In another installment of the Heat Index's 3-on-3 series, our writers give their takes on the storylines before the Heat visit the Pacers for Game 3 of the Eastern Conference semifinals.

1. Fact or Fiction: Dwyane Wade should have been suspended.


Tom Haberstroh: Fiction. Although, I've gone both ways on this one. Darren Collison decelerated slightly for the pass, so I'm not sure it was all Wade's fault for the sheer velocity of impact. But I can't shake the feeling that this wasn't a fully objective ruling. I keep asking myself the following three "What Ifs": What if Collison and Wade switched places? What if Chris Bosh wasn't out indefinitely? What if the Heat were up 2-0 instead of split in the series? We'll never know.

Michael Wallace: Fiction. I thought a Flagrant 1 was adequate punishment to fit the crime. As it turned out, that extra possession Indiana got as a result of Wade's message-sending cheap shot ended up costing the Heat in a 3-point loss. I will say this: Had Wade or LeBron been hit from behind like that, my guess is the call would have been more harsh under the same circumstances.

Brian Windhorst: Fiction. It was a cheap shot hit and was properly called a flagrant foul. It would've been interesting had it been called a flagrant-2 foul and they had to review it and decide whether Wade should've stayed in the game. Joey Crawford was all over the play, made the call and the league stood by him. It was proper.



2. Fact or Fiction: Heat need Haslem to step up more than Miller


Haberstroh: Fact. Haslem has played worse than just about anybody left in the playoffs and the Heat don't have anyone who can score underneath. If they can just get Haslem to provide 10 points with some mid-range jumpers and put-backs, it would open up so much in LeBron James and Wade's games, especially in the pick-and-roll.
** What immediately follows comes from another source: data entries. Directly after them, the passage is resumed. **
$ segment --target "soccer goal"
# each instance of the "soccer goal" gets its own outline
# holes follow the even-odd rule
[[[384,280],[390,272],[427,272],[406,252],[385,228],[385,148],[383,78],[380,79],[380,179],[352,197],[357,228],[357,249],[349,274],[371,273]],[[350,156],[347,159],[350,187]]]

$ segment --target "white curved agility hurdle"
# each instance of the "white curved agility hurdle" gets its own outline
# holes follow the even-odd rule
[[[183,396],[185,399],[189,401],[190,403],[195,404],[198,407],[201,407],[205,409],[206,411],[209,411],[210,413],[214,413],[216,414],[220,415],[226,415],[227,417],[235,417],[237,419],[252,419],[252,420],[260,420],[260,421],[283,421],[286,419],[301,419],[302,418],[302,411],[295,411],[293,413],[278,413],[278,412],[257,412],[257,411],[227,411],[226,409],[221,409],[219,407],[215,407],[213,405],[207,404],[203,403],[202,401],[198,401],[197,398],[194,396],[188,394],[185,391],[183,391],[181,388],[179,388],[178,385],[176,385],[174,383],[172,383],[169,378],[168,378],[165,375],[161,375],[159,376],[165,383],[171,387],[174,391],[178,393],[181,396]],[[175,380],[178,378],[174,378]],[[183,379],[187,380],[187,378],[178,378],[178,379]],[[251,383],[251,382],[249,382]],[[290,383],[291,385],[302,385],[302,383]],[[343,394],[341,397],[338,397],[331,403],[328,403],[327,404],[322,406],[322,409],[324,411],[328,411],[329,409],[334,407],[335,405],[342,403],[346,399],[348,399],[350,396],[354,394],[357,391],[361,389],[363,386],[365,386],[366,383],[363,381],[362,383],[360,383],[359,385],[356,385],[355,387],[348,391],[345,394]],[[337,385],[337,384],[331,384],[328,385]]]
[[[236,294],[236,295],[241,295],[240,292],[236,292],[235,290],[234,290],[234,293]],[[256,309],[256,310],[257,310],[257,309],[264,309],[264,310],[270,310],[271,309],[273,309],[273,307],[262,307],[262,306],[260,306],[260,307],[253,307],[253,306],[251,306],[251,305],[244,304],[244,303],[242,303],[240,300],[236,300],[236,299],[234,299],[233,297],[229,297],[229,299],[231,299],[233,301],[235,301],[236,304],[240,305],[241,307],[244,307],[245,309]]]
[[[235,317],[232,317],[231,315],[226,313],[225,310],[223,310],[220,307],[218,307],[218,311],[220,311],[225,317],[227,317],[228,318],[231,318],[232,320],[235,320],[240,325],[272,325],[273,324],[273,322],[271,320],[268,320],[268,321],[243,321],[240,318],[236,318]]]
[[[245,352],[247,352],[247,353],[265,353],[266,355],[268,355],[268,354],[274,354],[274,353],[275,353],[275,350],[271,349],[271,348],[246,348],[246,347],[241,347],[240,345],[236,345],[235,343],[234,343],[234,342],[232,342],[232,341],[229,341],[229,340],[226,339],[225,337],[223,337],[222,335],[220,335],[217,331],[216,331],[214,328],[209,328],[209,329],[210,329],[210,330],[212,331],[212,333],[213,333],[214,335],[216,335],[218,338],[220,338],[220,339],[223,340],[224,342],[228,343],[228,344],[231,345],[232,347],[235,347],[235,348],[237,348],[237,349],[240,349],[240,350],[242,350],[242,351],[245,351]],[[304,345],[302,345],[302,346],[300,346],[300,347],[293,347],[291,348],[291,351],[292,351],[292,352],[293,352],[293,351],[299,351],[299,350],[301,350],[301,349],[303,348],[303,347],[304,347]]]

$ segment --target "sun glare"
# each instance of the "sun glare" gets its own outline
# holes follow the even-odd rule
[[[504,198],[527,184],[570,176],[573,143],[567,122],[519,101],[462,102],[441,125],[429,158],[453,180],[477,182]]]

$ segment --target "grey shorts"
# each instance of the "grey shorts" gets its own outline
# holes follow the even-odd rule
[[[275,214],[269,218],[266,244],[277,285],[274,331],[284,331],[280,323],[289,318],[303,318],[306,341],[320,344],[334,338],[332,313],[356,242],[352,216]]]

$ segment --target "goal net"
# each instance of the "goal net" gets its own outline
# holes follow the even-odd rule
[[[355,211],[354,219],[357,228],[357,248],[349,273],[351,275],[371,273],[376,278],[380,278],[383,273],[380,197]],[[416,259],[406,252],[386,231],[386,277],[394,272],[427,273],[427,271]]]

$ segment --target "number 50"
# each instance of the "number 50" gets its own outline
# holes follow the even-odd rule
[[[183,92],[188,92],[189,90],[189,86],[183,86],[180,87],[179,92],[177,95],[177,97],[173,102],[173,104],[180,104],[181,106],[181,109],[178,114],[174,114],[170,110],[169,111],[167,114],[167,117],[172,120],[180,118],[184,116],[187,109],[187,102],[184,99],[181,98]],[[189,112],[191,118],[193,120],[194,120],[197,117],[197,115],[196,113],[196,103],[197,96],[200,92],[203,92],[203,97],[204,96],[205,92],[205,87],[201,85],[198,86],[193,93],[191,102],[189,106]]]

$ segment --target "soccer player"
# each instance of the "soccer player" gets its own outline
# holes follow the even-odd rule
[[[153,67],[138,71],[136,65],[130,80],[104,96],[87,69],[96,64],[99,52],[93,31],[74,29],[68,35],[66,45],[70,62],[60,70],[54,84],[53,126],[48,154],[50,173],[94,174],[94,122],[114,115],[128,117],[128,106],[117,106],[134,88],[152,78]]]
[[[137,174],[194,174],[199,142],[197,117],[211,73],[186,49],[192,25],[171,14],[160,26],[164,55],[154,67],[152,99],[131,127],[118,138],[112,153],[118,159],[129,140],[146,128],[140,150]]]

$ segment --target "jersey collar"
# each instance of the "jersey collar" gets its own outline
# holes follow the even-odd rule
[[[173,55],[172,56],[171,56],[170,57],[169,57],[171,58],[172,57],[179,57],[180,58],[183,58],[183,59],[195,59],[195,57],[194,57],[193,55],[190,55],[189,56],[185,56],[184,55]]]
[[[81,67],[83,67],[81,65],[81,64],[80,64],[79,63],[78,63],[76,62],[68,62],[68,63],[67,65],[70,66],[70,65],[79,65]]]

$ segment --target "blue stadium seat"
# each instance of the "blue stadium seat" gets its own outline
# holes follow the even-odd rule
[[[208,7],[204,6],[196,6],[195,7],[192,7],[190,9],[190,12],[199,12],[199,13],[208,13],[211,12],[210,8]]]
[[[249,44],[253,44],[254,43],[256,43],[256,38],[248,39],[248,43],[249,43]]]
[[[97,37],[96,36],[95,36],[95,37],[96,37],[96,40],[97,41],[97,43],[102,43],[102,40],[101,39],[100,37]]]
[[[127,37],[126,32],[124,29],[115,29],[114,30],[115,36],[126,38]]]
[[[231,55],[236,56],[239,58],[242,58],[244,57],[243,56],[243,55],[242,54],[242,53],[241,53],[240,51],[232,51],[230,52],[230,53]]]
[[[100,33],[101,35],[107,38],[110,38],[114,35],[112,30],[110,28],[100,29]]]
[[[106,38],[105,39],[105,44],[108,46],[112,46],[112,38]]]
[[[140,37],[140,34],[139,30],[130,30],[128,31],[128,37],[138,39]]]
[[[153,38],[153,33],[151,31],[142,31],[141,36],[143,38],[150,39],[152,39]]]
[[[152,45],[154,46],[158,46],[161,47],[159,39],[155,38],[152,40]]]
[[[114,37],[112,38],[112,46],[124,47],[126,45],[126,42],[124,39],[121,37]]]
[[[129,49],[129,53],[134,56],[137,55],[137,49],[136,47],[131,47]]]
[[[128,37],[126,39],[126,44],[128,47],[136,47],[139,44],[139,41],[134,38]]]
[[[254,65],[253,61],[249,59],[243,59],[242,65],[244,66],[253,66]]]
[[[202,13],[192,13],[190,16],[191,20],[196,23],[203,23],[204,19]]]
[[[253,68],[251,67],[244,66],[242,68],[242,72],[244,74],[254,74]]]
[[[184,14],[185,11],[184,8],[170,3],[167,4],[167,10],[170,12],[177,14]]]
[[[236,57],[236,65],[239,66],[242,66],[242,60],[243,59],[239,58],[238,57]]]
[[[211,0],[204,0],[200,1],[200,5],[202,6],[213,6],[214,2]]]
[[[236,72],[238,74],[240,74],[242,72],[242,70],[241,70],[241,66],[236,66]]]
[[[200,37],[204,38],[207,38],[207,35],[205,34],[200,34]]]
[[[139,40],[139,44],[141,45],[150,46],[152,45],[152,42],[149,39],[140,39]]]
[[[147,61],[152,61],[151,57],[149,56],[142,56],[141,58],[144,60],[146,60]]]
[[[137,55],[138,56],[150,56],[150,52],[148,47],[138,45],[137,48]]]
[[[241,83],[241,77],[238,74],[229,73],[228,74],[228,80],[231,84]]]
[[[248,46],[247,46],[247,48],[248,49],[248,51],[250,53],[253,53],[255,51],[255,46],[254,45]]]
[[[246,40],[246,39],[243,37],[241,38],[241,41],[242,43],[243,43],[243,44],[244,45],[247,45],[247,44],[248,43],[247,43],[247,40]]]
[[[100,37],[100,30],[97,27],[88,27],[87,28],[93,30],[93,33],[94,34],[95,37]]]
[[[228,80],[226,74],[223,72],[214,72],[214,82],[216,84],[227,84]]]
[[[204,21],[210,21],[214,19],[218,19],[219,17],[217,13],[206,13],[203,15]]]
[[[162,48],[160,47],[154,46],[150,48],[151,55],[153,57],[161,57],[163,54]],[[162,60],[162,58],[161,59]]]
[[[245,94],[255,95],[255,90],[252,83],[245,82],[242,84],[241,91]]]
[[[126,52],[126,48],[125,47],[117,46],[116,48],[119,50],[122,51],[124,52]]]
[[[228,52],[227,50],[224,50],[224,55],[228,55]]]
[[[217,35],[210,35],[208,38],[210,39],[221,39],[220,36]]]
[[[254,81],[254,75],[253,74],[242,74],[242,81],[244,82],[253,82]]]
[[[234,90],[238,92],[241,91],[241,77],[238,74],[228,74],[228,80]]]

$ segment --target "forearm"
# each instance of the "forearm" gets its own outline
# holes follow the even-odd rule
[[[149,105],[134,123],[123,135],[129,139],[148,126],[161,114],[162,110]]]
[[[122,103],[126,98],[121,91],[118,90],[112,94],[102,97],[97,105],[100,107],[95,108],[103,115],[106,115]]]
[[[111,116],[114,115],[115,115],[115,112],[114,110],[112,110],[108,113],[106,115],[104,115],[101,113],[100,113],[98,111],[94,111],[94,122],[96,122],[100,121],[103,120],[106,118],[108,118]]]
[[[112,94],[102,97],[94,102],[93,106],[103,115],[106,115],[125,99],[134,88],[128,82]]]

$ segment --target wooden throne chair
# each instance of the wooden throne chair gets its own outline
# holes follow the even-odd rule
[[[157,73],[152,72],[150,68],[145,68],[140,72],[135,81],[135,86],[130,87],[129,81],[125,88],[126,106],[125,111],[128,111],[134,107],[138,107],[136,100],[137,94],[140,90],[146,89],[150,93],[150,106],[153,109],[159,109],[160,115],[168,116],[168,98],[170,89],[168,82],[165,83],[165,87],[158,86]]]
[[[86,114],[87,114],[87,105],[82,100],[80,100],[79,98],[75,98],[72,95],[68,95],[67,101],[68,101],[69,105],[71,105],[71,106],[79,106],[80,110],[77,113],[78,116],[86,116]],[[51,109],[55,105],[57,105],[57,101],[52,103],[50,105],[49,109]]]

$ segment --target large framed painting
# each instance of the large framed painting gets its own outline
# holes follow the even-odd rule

Wallace: Fact. Only because Shane Battier, Mario Chalmers or James Jones are capable of giving Miami the shooting Mike Miller is supposed to provide. With Chris Bosh out, Miami doesn't have any other bigs who as effective as Haslem could be in the pick-and-roll game with Wade and LeBron. Who else is going to grab 10 rebounds if needed? Haslem must first give Erik Spoelstra a reason to play him more than the 12 minutes he got in Game 2.

Windhorst: Fact. Well, the Heat need somebody to step up, anyone. But Haslem would be a bigger boost because if he was able to get his jumper going he would be a threat in the pick-and-roll game. With Bosh gone, the Heat's favorite play has been gutted because the Pacers do not respect whoever is in the play unless it is Wade and LeBron.



3. Fact or Fiction: This series is a 50/50 toss-up at this point.


Haberstroh: Fact. I would say that a breakout game of the Heat's supporting cast is just around the corner, but I look at Haslem and Miller limping up and down the floor and I can't help but wonder if there's something more that's plaguing this team. The Pacers are healthy, hungry and home for the next two games. This is a toss-up, to me.

Wallace: Fiction. I'd go 55/45 still in favor of the Heat. Miami still has the league MVP in James and a top-5 player in Wade on the roster. Two more baskets from anyone else on the roster the other night would've put the Heat ahead 2-0 right now. You could also look at it another way and say that if the refs didn't hold back Indy in Game 1, the Pacers could also be up 2-0. So in essence, that does mean this thing is essentially anyone's series to win.

Windhorst: Fiction. The Heat have the two-best players and overall more experience. They still have the edge but it is much closer, there's a much smaller margin for error with Bosh out.